More than a decade later, Asian economies are making major contributions to the IMF's initiative to prop up financial systems in debt-ridden Europe. In other words, it's the world turned upside down, and in the space of twelve short years.
Asian and emerging economies account for more than 40 percent of the new IMF firewall bailout fund to the European Union. $189 billion of the promised $456 billion is coming from countries outside Europe. No money has yet been offered by the U.S. or Canada, who say the amount is too little to save Europe and that the Europeans should foot the bill independently.
So even as the West itself is divided on saving the European financial system, why is the rest of the world, including many countries still largely impoverished in per capita terms, coming to the rescue?
Asian countries are dominating non-European sources: Japan is giving $60 billion, China is offering $43 billion, South Korea is giving $15 billion, $10 billion is coming from India. Singapore, a tiny city-state with an economy bigger than 17 of the EU's 27 countries, will provide $4 billion and Thailand, the Philippines, and Malaysia offered $1 billion each. Outside Asia, $15 billion is coming from Saudi Arabia, $10 from Russia, Brazil, and Mexico each, and $2 billion from South Africa. In this new financial world order, former colonies are now paying to save their former rulers from disaster.
Many of the above governments, including some of the more well-to-do ones, will be getting plenty of flak at home as citizens complain that the money should go to much-needed domestic spending. But the funds aren't pouring from the goodness of the emerging countries' hearts. They are coming with strings attached.

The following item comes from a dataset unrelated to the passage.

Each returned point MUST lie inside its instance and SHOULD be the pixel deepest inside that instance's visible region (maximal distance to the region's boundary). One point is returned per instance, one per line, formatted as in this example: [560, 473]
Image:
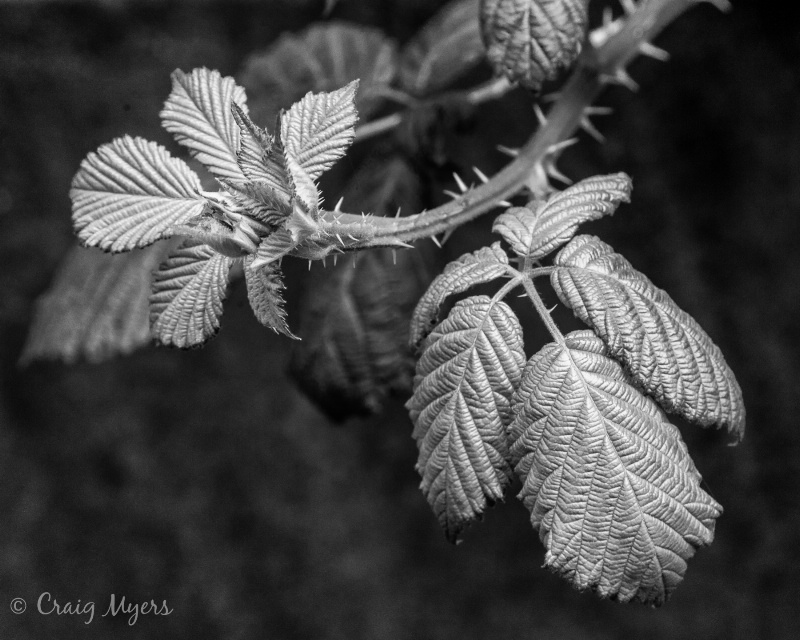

The bailout fund's payers, especially the BRICS -- Brazil, Russia, India, China, and South Africa-- are giving large amounts because they want something in return, and in fact they have already asked for it.
The BRICS released a joint statement on Tuesday saying that these new contributions are being made in anticipation that all the reforms agreed upon in 2010 will be fully implemented in a timely manner, including a comprehensive reform of voting power and reform of quota shares.
That refers to requests to redistribute voting power within the IMF to grant a larger voting bloc to emerging economies. Domestic legislatures in other IMF member countries have not yet ratified the new changes, increasing frustration within emerging economies that they are being locked out of a major international economic institution even as they contribute increasing amounts to international economic growth.
When eventually in place, the new voting ratios would push China to third place in terms of votes in the IMF (behind the U.S. and Japan). Currently China has fewer voting shares than France or the United Kingdom despite having an economy almost five times bigger. Last year, before an adjustment, India still had voting percentages lower than the Netherlands, a country with a population more than 70 times smaller and an economy one-sixth the size.
Under new voting adjustments, emerging market and developing countries would have 44.7 percent of the votes in the IMF, more than the 41.2 percent allotted to the G7, the seven powers that until now have ruled the roost.
The U.S. would still hold the largest number of votes at 16.5 percent. After all, there's a reason why the IMF is headquarters in Washington, D.C. -- it was meant to be a major mechanism of international financial stability in the aftermath of World War II, within an economic framework largely ensured by the U.S.
Last June, the BRICS called the tradition of appointing a European, usually a French national, to head the IMF an obsolete practice. With the money and the influence they are now wielding, they may soon get a chance to upend that 67-year tradition.